Tuesday, July 21, 2009

Speaking Good Of People

A while ago (few weeks, a month or two, chronology has never been my forté) I was reading a blog called Pyromaniacs. Since this is a Calvinist/Cesationist blog fairly frequently they do posts on why the gifts are not for today etc... Which in general I skip, occasionally there are other things I find of interest. However reading one specific comment thread, there was a continualist who basically called Warfield a fool.

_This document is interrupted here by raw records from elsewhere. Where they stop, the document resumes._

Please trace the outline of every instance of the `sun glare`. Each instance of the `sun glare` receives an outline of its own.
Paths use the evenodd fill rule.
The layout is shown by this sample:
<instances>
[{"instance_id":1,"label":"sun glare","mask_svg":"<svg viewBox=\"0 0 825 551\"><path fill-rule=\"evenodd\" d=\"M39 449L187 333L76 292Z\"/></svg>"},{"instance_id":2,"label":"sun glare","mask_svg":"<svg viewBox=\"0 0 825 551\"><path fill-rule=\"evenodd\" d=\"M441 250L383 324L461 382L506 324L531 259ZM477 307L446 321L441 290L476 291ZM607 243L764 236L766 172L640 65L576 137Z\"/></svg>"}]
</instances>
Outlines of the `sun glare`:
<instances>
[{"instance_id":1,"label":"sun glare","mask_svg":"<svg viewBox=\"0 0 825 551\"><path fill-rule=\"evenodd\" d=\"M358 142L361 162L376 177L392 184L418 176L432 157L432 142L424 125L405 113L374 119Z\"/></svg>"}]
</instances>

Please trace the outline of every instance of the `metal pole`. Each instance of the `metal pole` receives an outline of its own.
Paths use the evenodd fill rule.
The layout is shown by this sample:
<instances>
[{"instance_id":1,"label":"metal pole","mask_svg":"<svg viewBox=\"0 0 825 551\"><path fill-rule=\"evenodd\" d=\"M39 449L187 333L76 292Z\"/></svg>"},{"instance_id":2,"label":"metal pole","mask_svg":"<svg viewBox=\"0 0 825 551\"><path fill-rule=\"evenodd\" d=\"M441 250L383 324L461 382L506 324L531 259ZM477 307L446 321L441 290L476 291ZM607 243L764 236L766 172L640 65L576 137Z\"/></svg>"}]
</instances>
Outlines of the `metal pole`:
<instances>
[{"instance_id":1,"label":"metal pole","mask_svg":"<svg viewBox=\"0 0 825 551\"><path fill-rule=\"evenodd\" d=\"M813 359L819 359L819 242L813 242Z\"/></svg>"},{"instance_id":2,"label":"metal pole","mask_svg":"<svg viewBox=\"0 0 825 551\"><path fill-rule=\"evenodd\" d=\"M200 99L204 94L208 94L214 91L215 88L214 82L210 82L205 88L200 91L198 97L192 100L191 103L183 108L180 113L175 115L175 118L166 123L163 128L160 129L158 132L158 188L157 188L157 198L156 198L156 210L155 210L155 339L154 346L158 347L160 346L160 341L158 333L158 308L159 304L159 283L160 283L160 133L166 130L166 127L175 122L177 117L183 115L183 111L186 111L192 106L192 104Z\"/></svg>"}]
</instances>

That got me thinking. Much as I believe that Warfield was dead wrong in his racism, theistic evolution, calvinism, and cessationism, I would not speak too harshly of him. Here's why: 1. He is dead... nothing I say about him is going to alter his eternal state for better or worse, so it is pointless. 2. Vilifying someone's wrong doctrine does not improve my own doctrine which will stand or fall on its own truthfulness. Actually since it is God who opens our minds to see truth, if He sees us mock others who are benighted, He may very well withhold light from us. 3. If Warfield was as wrong as I believe he was, then he has already had his theology rectified by Christ when he passed away. If there was no reward waiting for him, or his work was found to be unacceptable to God than he is already suffering loss for his error, and I would hate to kick a man while he is down.

Think about it, here is a human life, a man lives a full life, through his share of joys and sorrows that that entails, if his life does not count for eternity, that is certainly too tragic to mock, and out of knowledge of our own frailties and need of mercy if for no other reason we should be careful how we speak of men.

We all have our theological heroes and villains, but we should be careful how we speak of people. Yes, we must fight error, and counter it with truth, but we do not have to vilify those who uphold error. God is their judge and also is ours. It is said of Christ that He judges and makes war in righteousness (Rev. 19:11), and Michael the archangel did not use vilifying words even to the devil (Jude 1:9).

Since we are followers of one who could weep and have pity for those who were killing Him even though He knew many of them would even reject His sacrifice (Luke 23:28), let us imitate Him.